China: neue Bedingungen für Klima-Abkommen

China fordert neue Bedingungen für das Klima-Abkommen. Angesichts der hohen Exportquote der Chinesen soll nun den westlichen Ländern ein Teil der CO2-Emissionen zugeschrieben werden.

China ist heute eines der größten Exportländer der Welt. Gleichzeitig haben die Chinesen den größten CO2-Ausstoß. Die chinesische Regierung wehrt sich aber gegen den Vorwurf, Hauptverantwortlicher für den Klimawandel zu sein. „Der größte Teil des angereicherten CO2 in der Atmosphäre stammt von den reichen Industrienationen“, sagt der Klimagesandte Yu.

„15 bis 20 Prozent der chinesischen Emissionen stammen chinesischen Experten zufolge von Produkten für Auslandsmärkte, besonders für die USA und Europa“, sagt Yu Qingtai, Beijings Sonderbotschafter für internationalen Klimaverhandlungen.
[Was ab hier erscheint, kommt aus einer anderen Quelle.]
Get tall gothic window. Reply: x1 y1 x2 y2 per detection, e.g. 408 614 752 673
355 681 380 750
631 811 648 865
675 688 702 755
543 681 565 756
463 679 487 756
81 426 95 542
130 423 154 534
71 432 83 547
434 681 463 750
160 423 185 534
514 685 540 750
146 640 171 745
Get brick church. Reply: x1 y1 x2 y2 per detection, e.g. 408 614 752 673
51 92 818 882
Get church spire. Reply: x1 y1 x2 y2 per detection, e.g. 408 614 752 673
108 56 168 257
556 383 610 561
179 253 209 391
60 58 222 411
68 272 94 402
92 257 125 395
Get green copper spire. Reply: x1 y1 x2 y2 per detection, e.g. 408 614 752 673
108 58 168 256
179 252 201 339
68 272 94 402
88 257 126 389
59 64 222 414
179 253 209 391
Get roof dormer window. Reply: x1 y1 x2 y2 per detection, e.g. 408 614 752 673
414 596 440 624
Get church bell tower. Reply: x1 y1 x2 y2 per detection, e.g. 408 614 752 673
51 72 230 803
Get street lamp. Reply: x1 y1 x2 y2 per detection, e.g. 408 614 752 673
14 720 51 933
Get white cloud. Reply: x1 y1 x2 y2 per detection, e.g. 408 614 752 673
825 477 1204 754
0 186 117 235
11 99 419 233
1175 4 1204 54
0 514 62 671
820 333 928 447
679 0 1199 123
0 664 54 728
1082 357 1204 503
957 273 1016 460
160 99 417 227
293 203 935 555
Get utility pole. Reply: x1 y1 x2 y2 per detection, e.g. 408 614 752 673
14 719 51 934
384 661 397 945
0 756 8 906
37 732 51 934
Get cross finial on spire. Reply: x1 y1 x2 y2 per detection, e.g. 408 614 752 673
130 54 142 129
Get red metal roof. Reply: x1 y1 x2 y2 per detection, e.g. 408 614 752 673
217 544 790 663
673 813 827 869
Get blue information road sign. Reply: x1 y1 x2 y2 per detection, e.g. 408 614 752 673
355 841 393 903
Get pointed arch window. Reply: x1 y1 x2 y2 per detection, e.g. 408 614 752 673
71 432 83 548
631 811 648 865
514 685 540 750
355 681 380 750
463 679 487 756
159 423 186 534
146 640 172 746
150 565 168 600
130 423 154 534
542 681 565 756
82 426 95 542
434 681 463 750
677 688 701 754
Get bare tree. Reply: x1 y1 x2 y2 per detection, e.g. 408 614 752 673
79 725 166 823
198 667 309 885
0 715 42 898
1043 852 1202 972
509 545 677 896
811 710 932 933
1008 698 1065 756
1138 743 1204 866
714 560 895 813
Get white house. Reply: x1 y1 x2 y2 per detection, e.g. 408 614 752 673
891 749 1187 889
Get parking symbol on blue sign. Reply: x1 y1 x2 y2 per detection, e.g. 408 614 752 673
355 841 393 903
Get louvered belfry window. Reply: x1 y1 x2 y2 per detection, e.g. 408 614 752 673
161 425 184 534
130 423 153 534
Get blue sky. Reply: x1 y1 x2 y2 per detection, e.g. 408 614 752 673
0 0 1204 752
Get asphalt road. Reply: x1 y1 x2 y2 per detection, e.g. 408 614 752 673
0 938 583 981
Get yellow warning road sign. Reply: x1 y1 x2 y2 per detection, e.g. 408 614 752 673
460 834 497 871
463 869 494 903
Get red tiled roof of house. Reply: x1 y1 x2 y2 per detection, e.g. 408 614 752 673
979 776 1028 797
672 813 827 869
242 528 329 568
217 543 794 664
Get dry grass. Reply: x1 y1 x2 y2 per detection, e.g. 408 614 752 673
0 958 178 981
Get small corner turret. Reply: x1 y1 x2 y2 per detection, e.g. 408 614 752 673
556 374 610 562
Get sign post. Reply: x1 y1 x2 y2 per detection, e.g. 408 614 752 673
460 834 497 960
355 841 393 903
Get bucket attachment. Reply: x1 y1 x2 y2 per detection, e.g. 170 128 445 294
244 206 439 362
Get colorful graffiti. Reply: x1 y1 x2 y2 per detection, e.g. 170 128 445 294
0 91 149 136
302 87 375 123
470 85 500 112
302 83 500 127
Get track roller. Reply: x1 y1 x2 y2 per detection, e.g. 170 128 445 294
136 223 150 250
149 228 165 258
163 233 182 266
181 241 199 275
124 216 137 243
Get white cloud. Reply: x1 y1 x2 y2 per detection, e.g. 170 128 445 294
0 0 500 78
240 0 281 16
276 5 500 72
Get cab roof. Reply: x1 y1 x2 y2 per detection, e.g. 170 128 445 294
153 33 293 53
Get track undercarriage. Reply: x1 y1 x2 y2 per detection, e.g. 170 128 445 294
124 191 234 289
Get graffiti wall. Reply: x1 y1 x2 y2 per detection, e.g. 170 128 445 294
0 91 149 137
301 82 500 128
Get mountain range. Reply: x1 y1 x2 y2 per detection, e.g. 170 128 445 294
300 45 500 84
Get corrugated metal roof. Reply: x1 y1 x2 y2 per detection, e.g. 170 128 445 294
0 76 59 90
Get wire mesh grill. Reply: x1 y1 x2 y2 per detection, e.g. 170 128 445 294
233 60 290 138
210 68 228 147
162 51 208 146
Die westlichen Industriestaaten würden von den chinesischen Exportgütern profitieren und müssten daher auch einen Teil der „CO2-Schuld“ auf ihre Schultern nehmen. Es sei ungerecht, dass diese CO2-Emissionen allein China zugerechnet werden. Man müsse bei den internationalen Klimaschutzverhandlungen einen Ausgleich dafür finden, so Yu.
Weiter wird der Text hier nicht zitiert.